Gradient Descent (GD) is an optimization algorithm used to minimize a loss function \(J(\theta)\), where \(\theta\) represents the parameters of a machine learning model. The goal of GD is to find the values of \(\theta\) that minimize the loss.
The algorithm iteratively updates the parameters in the opposite direction of the gradient of the loss function with respect to \(\theta\), because the gradient points towards the steepest increase of the function.
Here's how GD works using the formula for updating \(\theta\):
1. **Initialization**:
- Initialize the parameters \(\theta\) with some random values.
- Choose a learning rate \(\alpha\), which is a hyperparameter that determines the size of the steps taken in the parameter space.
2. **Update Rule**:
- At each iteration \(t\), the parameters are updated using the following formula:
\[
\theta_{t+1} = \theta_{t} - \alpha \nabla J(\theta_{t})
\]
where:
- \(\theta_{t}\) represents the parameter values at iteration \(t\).

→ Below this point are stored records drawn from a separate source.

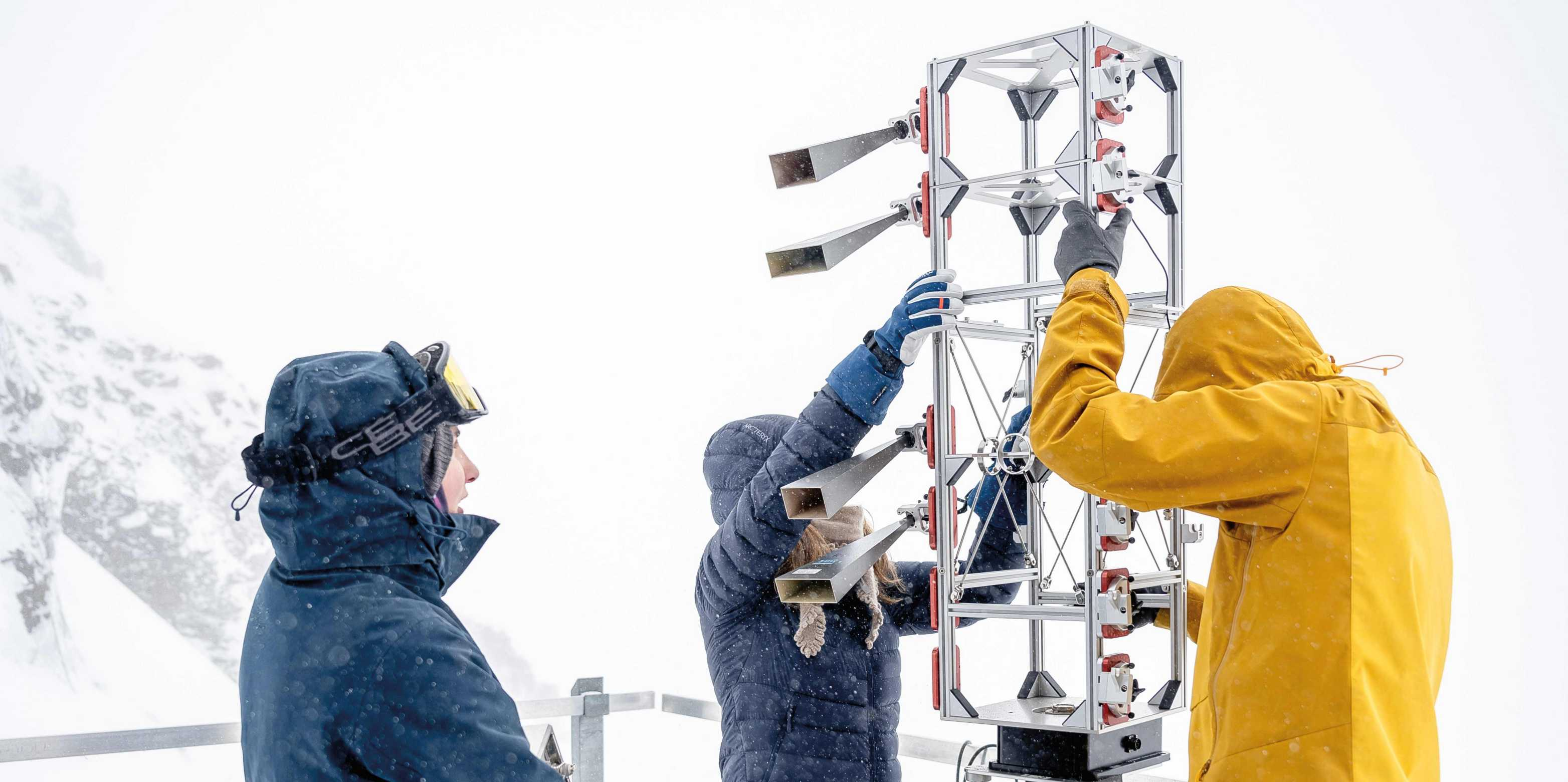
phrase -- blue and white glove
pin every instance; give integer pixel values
(929, 306)
(871, 375)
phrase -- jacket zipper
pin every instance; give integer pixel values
(1230, 638)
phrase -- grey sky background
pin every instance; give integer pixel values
(577, 198)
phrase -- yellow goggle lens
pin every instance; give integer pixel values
(460, 387)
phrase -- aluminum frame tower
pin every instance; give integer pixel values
(1045, 732)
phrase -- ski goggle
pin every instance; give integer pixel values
(448, 399)
(440, 367)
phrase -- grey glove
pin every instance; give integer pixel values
(1086, 245)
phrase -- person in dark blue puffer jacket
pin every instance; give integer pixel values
(353, 665)
(814, 695)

- \(\nabla J(\theta_{t})\) is the gradient of the loss function \(J\) with respect to \(\theta\) evaluated at \(\theta_{t}\).
- \(\alpha\) is the learning rate, which controls the size of the steps taken during each update.
3. **Convergence**:
- Repeat the update process until a stopping criterion is met, such as a predefined number of iterations or until the change in \(J(\theta)\) falls below a certain threshold.
4. **Interpretation**:
- The gradient \(\nabla J(\theta)\) points in the direction of the steepest increase of the loss function. Thus, the update rule moves \(\theta\) in the direction that minimizes the loss.
5. **Loss Reduction**:
- As the algorithm progresses through iterations, the loss function \(J(\theta)\) typically decreases. Eventually, it converges to a local minimum (or, in convex problems, the global minimum) where the gradient is zero.

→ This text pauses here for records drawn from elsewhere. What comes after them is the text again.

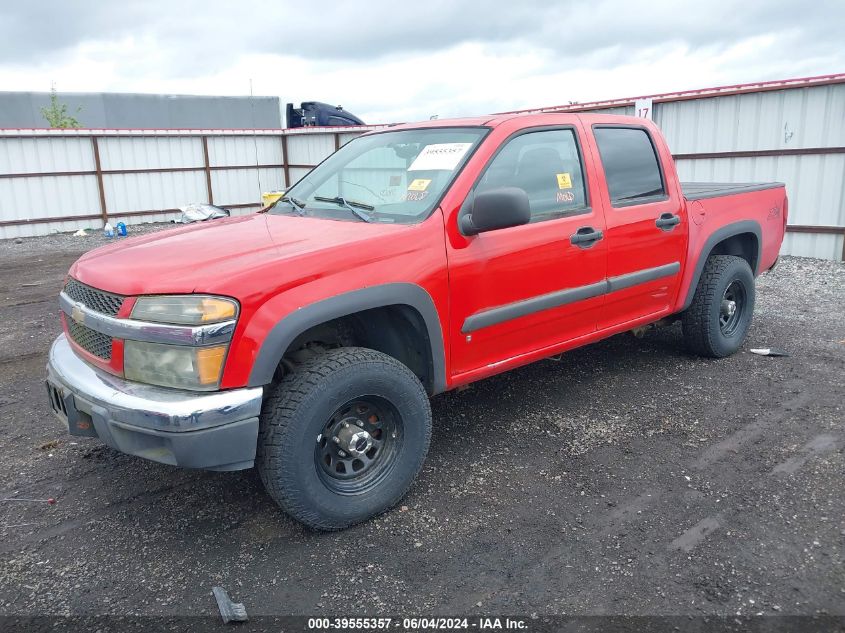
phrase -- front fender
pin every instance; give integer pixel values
(287, 329)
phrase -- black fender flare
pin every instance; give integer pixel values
(735, 228)
(285, 331)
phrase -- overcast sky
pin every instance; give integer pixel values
(392, 61)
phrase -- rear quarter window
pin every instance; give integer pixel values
(630, 165)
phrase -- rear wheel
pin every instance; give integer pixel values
(343, 437)
(719, 316)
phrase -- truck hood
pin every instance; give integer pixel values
(200, 257)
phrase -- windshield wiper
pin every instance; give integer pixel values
(353, 206)
(297, 205)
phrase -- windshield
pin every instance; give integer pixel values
(386, 177)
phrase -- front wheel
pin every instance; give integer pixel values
(718, 319)
(343, 437)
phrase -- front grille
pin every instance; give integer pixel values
(90, 340)
(97, 300)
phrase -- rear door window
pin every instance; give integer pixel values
(630, 165)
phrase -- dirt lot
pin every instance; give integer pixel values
(628, 478)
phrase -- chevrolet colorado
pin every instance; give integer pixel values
(307, 338)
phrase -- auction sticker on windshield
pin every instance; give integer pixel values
(440, 156)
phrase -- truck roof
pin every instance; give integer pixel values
(530, 119)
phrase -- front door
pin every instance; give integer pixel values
(521, 289)
(646, 225)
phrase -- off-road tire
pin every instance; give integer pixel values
(702, 330)
(295, 413)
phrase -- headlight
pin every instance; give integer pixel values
(178, 366)
(175, 366)
(184, 310)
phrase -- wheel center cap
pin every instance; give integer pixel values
(353, 439)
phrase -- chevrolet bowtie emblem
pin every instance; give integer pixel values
(77, 314)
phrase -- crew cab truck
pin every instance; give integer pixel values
(307, 339)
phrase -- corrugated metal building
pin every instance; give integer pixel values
(791, 131)
(129, 110)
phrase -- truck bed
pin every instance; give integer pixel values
(700, 190)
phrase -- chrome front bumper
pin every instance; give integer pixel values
(214, 430)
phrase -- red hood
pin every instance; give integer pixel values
(201, 257)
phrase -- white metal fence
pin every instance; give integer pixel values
(60, 180)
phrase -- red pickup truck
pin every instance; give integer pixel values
(306, 339)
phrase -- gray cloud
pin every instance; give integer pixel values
(199, 36)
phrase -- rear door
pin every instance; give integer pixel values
(521, 289)
(646, 223)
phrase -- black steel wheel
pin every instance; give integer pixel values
(719, 316)
(359, 445)
(732, 308)
(342, 437)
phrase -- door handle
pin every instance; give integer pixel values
(585, 237)
(667, 221)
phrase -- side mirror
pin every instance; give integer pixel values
(496, 209)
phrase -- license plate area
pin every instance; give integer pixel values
(64, 407)
(57, 402)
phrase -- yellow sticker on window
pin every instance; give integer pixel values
(420, 184)
(564, 181)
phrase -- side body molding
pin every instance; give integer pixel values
(736, 228)
(285, 331)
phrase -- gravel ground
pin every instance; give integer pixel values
(627, 478)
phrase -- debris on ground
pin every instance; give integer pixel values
(769, 351)
(200, 212)
(229, 611)
(49, 501)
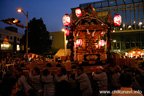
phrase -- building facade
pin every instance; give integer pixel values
(9, 42)
(130, 33)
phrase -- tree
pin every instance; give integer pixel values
(38, 37)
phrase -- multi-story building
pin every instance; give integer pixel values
(9, 42)
(131, 32)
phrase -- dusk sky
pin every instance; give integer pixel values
(51, 11)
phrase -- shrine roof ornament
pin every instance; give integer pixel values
(89, 20)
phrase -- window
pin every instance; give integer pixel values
(127, 45)
(11, 37)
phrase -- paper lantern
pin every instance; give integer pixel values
(117, 20)
(66, 20)
(101, 43)
(66, 32)
(78, 12)
(79, 42)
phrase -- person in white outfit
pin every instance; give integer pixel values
(83, 79)
(62, 75)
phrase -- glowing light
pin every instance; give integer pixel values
(19, 10)
(79, 42)
(140, 23)
(123, 25)
(66, 32)
(66, 20)
(134, 22)
(102, 33)
(139, 52)
(129, 26)
(117, 20)
(78, 12)
(114, 40)
(101, 43)
(15, 21)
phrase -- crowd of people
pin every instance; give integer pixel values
(107, 80)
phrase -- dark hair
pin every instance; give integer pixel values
(58, 65)
(6, 86)
(126, 80)
(80, 68)
(63, 71)
(46, 72)
(19, 69)
(37, 70)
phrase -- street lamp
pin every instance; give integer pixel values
(63, 30)
(20, 10)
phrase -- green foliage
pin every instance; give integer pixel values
(38, 37)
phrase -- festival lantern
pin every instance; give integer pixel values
(78, 12)
(79, 42)
(101, 43)
(102, 33)
(66, 32)
(117, 20)
(66, 20)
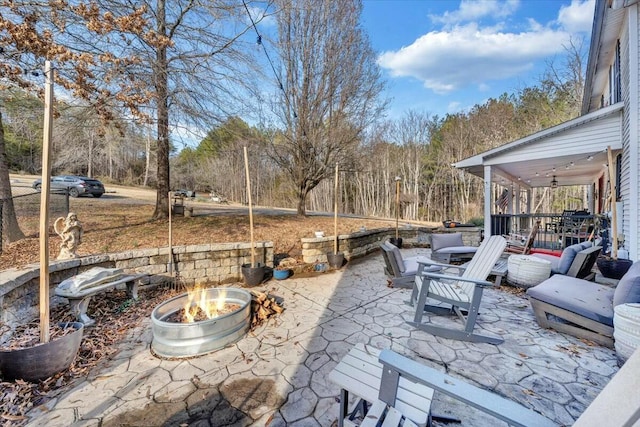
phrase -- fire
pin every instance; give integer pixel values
(197, 300)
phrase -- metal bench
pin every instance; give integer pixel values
(80, 288)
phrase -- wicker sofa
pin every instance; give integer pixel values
(583, 308)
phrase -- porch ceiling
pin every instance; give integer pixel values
(574, 151)
(539, 172)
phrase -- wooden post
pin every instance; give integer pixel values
(335, 212)
(170, 238)
(246, 172)
(47, 133)
(397, 204)
(614, 213)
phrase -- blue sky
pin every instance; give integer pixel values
(442, 56)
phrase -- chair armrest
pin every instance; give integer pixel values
(504, 409)
(456, 278)
(429, 262)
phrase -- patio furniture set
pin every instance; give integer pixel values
(394, 390)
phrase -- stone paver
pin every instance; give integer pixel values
(277, 375)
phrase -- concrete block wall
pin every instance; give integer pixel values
(210, 263)
(362, 243)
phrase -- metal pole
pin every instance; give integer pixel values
(246, 171)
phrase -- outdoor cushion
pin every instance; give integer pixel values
(628, 288)
(587, 299)
(444, 240)
(398, 256)
(554, 260)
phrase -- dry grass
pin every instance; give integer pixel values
(117, 226)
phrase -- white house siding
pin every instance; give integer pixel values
(625, 181)
(587, 138)
(631, 211)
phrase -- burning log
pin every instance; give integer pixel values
(263, 307)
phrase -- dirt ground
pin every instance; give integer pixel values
(121, 220)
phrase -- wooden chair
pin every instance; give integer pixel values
(400, 391)
(463, 293)
(522, 248)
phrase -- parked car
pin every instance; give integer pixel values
(75, 185)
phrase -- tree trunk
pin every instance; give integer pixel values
(160, 78)
(10, 229)
(302, 201)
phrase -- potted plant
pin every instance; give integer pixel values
(281, 272)
(611, 266)
(253, 273)
(335, 258)
(50, 352)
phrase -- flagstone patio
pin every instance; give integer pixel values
(277, 375)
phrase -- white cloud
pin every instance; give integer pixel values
(577, 17)
(449, 60)
(453, 106)
(471, 10)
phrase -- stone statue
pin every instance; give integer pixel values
(70, 231)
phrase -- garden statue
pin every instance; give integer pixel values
(70, 231)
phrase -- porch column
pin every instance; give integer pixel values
(487, 201)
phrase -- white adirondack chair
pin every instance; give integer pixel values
(463, 293)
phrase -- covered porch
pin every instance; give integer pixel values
(574, 153)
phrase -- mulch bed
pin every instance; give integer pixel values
(115, 316)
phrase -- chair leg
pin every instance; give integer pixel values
(422, 299)
(472, 315)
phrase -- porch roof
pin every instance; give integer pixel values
(575, 152)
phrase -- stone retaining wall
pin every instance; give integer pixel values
(364, 242)
(209, 263)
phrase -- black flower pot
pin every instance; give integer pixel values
(253, 276)
(397, 242)
(613, 268)
(335, 260)
(43, 360)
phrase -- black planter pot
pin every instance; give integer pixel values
(613, 268)
(397, 242)
(253, 276)
(335, 260)
(43, 360)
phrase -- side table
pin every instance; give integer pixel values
(527, 271)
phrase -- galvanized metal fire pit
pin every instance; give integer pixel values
(175, 339)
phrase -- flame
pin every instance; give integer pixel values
(197, 299)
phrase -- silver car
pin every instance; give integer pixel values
(75, 185)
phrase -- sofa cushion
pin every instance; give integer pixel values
(398, 256)
(628, 288)
(445, 240)
(586, 245)
(566, 259)
(458, 250)
(578, 296)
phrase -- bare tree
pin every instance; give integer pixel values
(31, 32)
(331, 86)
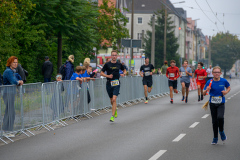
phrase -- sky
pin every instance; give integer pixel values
(230, 9)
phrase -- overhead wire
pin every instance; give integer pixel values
(216, 16)
(206, 15)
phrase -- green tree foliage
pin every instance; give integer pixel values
(32, 29)
(225, 50)
(172, 45)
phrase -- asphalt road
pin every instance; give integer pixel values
(158, 130)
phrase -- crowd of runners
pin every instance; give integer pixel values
(216, 86)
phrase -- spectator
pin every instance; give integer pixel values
(125, 67)
(22, 72)
(9, 78)
(77, 75)
(108, 60)
(159, 71)
(164, 67)
(69, 70)
(47, 70)
(87, 74)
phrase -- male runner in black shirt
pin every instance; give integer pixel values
(113, 83)
(146, 71)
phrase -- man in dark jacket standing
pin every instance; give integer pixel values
(47, 70)
(22, 72)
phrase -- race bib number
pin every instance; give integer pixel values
(216, 100)
(184, 74)
(114, 83)
(171, 75)
(147, 73)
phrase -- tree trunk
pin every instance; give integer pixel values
(225, 71)
(59, 51)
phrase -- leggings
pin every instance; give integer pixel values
(217, 112)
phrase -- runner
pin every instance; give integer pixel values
(113, 84)
(172, 74)
(185, 73)
(217, 103)
(209, 72)
(146, 72)
(201, 75)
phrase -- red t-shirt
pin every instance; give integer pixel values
(172, 72)
(201, 72)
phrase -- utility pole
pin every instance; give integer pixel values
(132, 28)
(209, 53)
(153, 41)
(165, 34)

6. **Learning Rate Selection**:
- The choice of learning rate \(\alpha\) is crucial. A too small \(\alpha\) leads to slow convergence, while a too large \(\alpha\) can cause overshooting and oscillations.

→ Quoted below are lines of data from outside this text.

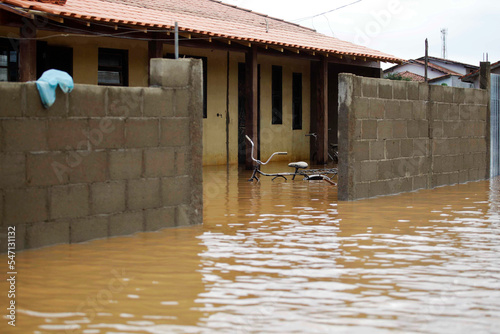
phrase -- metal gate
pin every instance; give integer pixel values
(495, 125)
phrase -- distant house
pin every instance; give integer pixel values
(473, 77)
(440, 71)
(264, 77)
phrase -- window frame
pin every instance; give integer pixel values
(123, 70)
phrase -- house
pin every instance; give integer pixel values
(440, 71)
(264, 77)
(473, 77)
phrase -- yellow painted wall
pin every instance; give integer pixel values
(273, 137)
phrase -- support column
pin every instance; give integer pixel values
(322, 112)
(251, 89)
(155, 50)
(485, 83)
(27, 53)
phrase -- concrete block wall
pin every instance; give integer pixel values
(102, 161)
(399, 136)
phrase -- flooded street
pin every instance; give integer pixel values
(280, 257)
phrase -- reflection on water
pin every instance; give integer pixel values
(281, 257)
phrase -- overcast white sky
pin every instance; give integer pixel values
(399, 27)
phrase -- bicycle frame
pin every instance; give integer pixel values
(308, 174)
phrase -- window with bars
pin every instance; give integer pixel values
(277, 94)
(297, 101)
(113, 67)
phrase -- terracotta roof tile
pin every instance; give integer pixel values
(207, 17)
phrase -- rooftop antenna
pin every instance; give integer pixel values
(444, 32)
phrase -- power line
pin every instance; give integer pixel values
(327, 12)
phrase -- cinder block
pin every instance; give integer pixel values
(377, 150)
(406, 109)
(20, 238)
(420, 147)
(379, 188)
(47, 169)
(392, 109)
(12, 170)
(88, 229)
(175, 132)
(171, 73)
(361, 107)
(465, 111)
(124, 102)
(469, 96)
(158, 102)
(158, 219)
(126, 223)
(70, 201)
(419, 110)
(448, 94)
(92, 167)
(125, 164)
(141, 133)
(443, 111)
(423, 91)
(369, 129)
(423, 128)
(161, 162)
(399, 90)
(385, 170)
(65, 134)
(458, 95)
(176, 190)
(35, 108)
(108, 197)
(182, 101)
(437, 129)
(420, 182)
(47, 234)
(88, 101)
(413, 90)
(384, 130)
(407, 148)
(361, 190)
(436, 93)
(369, 87)
(144, 194)
(385, 89)
(392, 149)
(399, 129)
(361, 151)
(25, 135)
(107, 133)
(377, 108)
(11, 96)
(368, 171)
(412, 129)
(25, 206)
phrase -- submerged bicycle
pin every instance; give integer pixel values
(325, 174)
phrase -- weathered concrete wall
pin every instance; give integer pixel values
(102, 161)
(398, 136)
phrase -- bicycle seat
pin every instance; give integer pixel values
(299, 164)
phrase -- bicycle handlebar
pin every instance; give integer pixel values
(258, 161)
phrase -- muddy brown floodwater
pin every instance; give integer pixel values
(280, 257)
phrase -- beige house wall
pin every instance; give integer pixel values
(273, 137)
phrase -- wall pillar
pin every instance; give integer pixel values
(155, 50)
(27, 54)
(251, 126)
(322, 112)
(485, 83)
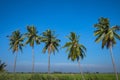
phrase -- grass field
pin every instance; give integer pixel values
(36, 76)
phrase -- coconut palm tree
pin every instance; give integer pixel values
(2, 66)
(108, 36)
(75, 49)
(51, 44)
(32, 37)
(16, 43)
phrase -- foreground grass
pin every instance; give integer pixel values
(36, 76)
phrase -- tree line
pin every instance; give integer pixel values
(76, 51)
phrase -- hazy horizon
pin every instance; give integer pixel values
(63, 17)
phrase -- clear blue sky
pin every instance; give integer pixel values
(62, 16)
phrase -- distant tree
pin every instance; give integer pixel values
(32, 37)
(75, 49)
(51, 44)
(108, 36)
(16, 43)
(2, 66)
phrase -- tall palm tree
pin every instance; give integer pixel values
(51, 44)
(75, 49)
(16, 43)
(32, 37)
(108, 36)
(2, 66)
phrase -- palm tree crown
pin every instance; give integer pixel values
(51, 42)
(2, 66)
(75, 50)
(108, 36)
(16, 41)
(105, 33)
(32, 36)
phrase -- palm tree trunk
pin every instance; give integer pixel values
(48, 63)
(113, 62)
(15, 62)
(83, 78)
(32, 60)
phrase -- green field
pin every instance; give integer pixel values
(36, 76)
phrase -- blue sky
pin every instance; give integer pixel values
(62, 16)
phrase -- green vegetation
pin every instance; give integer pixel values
(108, 36)
(36, 76)
(2, 66)
(76, 51)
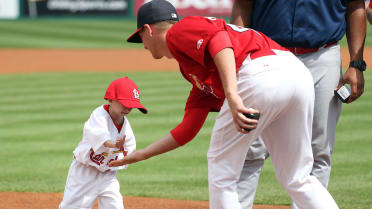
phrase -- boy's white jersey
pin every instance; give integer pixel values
(98, 129)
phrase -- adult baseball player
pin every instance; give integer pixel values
(107, 136)
(311, 30)
(256, 75)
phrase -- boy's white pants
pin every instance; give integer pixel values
(281, 88)
(85, 184)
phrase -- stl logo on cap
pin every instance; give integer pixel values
(135, 94)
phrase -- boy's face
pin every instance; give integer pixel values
(118, 109)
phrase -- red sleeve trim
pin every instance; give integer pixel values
(190, 126)
(218, 42)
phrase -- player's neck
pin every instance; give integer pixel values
(117, 119)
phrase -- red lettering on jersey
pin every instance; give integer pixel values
(206, 88)
(97, 159)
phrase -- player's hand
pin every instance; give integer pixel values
(355, 78)
(241, 122)
(119, 143)
(131, 158)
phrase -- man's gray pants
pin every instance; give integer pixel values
(325, 67)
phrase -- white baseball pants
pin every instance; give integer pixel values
(325, 67)
(281, 88)
(85, 184)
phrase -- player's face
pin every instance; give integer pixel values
(118, 109)
(150, 42)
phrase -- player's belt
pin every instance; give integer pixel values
(261, 53)
(299, 51)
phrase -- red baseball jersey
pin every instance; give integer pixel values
(193, 42)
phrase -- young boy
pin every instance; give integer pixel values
(107, 136)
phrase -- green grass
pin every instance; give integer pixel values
(42, 115)
(66, 33)
(77, 33)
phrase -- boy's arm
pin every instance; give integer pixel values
(167, 143)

7. **Stochastic Gradient Descent (SGD)**:
- In practice, a variant called Stochastic Gradient Descent (SGD) is often used. It randomly samples a subset (mini-batch) of the training data to compute the gradient at each step. This can be computationally more efficient, especially for large datasets.
Overall, GD is a fundamental optimization algorithm widely used in machine learning and deep learning for training models. It is the basis for many advanced optimization algorithms.